To help minimize this issue, the researchers designed a barcode reader that allows participants to scan their food items directly into the system. In this way, the scientists have direct access to the precise nutritional content of the food item.

Another significant issue with nutrition research is the role of industry bias. Studies that receive funding from interested parties are more likely to report the benefits of their produce. The NutriNet-Santé study, however, is publicly funded, and the data are not open access.

As Dr. Touvier explained, “we have a moral agreement with the participants not to provide the data to the food industry.” However, the team does “share their data with other public researchers.”

Correlation versus causation is the thorn in any observational study’s heel. Finding an association is one thing, but proving that one factor directly causes another is a different challenge altogether. To ensure that the researchers chop away as many confounding factors as possible, they track a great number of variables.

For instance, they keep anthropometric data, such as height and weight; socioeconomic data; information about participants’ occupations so that they can track potential environmental exposures to chemicals, for instance; medical history; current and past medications; activity levels; and more.

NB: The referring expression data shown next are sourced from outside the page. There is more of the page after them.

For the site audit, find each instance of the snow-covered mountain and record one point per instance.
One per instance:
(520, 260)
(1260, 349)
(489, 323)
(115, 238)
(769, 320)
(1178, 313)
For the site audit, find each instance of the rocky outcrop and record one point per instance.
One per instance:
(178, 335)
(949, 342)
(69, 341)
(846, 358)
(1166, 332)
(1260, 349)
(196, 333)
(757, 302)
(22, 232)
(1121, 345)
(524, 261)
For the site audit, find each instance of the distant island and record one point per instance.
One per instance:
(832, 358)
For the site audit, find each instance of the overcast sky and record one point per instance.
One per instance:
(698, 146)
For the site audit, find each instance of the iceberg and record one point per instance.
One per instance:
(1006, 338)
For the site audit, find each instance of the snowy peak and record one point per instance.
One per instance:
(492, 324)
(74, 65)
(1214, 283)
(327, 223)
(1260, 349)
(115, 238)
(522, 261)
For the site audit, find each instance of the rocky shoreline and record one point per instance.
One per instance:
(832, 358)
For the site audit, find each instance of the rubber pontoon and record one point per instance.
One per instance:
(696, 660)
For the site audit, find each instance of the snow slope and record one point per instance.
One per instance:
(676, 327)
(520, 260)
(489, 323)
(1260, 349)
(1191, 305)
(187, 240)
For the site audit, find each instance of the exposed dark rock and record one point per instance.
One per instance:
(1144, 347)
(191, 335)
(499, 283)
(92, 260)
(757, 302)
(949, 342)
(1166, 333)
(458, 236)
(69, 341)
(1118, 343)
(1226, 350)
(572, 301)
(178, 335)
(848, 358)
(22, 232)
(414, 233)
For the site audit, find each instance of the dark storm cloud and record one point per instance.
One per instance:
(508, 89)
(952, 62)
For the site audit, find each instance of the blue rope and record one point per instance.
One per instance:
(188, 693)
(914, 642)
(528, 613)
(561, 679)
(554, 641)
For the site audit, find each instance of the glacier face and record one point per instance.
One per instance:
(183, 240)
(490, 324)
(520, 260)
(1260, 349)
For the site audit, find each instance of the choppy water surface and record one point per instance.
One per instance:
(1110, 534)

The NutriNet-Santé scientists are beginning to dive even deeper into the complexities of nutrition and health. Beyond the nutritional makeup of foods, they are beginning to investigate how the packaging might interact with food items and influence health. Their innovative barcode system helps them collate this information.

These data will also help with investigating sustainability, which is another area on which the team is beginning to focus.

The wealth of data that the NutriNet-Santé team has collected and continues to collect will slowly allow scientists to answer increasingly complex questions.

As the number of participants in the study steadily grows, Dr. Touvier hopes that the NutriNet-Santé team can “continue indefinitely.” Undoubtedly, the insights that this team generates will have a beneficial effect on the health of future generations.